How to find $A$ such that $A^2$ is the zero matrix? 
Let $\space t:\mathbb{R^3} \to \mathbb{R^3}$ such that $\space t(v)=0 \space \forall \space v \in \mathbb{R^3}$. The matrix form would be a $3$ by $3$, zero matrix.

If $\space t=f \circ f$, where $f:\mathbb{R^3} \to \mathbb{R^3}$ and $f\neq t$, what is the matrix form of $f$?
I know that $\space t=f \circ f= f\cdot f$ and if one let $A$ to be the matrix of $f$ and $\space T$ the matrix of $t$, then $T=A^2$. And so $A^2$ would be a zero matrix.
Is there a systematic way to solve this problem?
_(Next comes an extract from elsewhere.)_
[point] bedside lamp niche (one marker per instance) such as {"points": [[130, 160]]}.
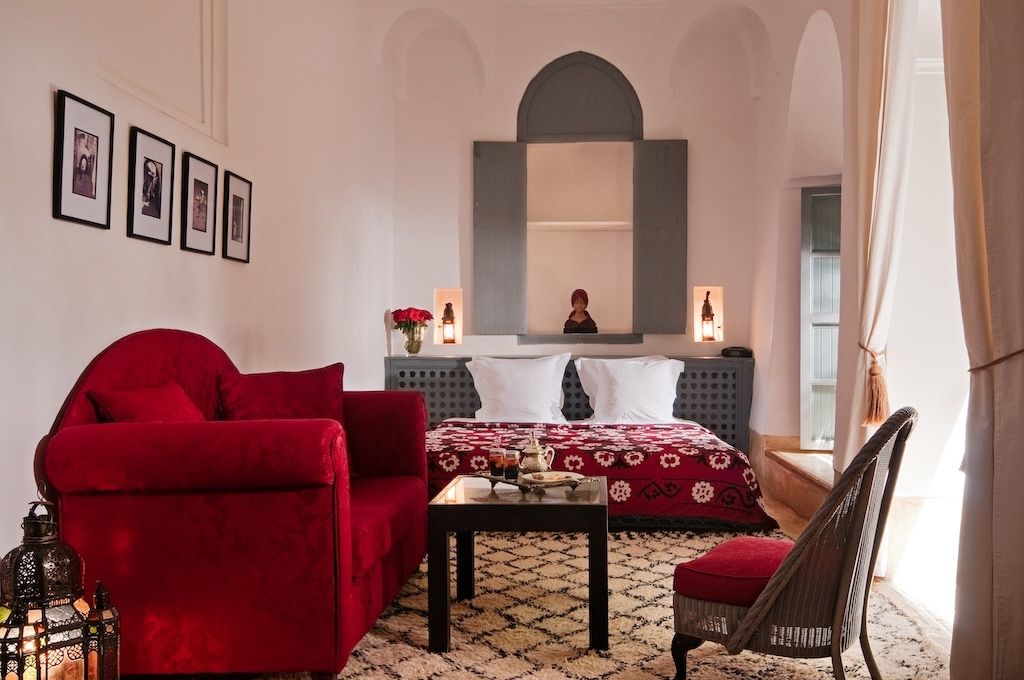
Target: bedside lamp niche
{"points": [[709, 313], [449, 312]]}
Thanks for the hints. 
 A: Let $T: \mathbb{R}^3 \rightarrow \mathbb{R}^3$ be a linear transformation satisfying $T^2 = 0$.
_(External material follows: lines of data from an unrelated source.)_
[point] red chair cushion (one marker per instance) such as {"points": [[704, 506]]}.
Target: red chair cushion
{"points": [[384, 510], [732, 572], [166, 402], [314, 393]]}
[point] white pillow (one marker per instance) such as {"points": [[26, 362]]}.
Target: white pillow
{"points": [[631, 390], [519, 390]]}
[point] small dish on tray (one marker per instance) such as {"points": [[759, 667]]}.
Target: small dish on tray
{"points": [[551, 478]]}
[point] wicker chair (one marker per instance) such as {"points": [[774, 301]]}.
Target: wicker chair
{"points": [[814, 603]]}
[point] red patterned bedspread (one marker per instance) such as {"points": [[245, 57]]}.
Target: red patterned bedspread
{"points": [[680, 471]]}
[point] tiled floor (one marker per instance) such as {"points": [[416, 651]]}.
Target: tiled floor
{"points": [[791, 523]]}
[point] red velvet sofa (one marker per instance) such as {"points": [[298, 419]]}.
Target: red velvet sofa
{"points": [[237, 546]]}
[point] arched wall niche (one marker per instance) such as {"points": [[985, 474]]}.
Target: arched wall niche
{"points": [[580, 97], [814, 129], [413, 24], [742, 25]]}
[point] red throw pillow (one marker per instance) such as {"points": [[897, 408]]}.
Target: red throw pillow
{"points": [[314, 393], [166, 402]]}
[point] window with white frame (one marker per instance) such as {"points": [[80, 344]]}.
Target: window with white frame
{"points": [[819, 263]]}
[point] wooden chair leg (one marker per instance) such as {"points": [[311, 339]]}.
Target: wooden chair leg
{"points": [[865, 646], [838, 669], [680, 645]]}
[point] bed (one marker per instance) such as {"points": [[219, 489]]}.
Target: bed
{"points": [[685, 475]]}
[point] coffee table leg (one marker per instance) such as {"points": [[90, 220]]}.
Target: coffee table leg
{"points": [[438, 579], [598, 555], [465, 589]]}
First of all, let us check that the kernel of $T$ has dimension at least 2.  Obviously the kernel cannot be trivial because that would mean $T$ is an isomorphism.  Let us suppose that the kernel has dimension exactly 1, generated by a vector $v \in \mathbb{R}^3$.  We can complete this to a basis $\{ v, v_1, v_2 \}$.  Since $T^2 = 0$, $T(v_1) = \lambda_1 v$ and $T(v_2) = \lambda_2 v$ for some $\lambda_1, \lambda_2 \in \mathbb{R} \setminus \{0\}$.  The problem is that $T(v_1-\frac{\lambda_1}{\lambda_2}v_2) = 0$ as well, even though $v_1-\frac{\lambda_1}{\lambda_2}v_2$ is not in the kernel!  So the kernel has dimension at least 2.
If the dimension of the kernel is 3, then the matrix for $T$ in any basis is the zero matrix.
If the dimension of the kernel is 2, then matrices for $T$ are all similar to a matrix which is zero everywhere except for a 1 at the upper-right corner.
Why is this true?  Since the kernel has dimension 2, we can find one vector $w$ which is not in the kernel.  However, $T(w)$ is in the kernel.  Now pick another vector $u$ in the kernel which is linearly independent from $T(w)$.  With respect to the basis $\{ T(w), u, w \}$, the matrix for $T$ is the special matrix we singled out.
A: If you multiply two $3 \times 3$ matrices together, the entries are the dot product of the first's rows with the second's columns. For the dot product to be zero, the rows/columns must be perpendicular. So, find a matrix where every column is perpendicular to every row (use zero rows and columns to make things easier).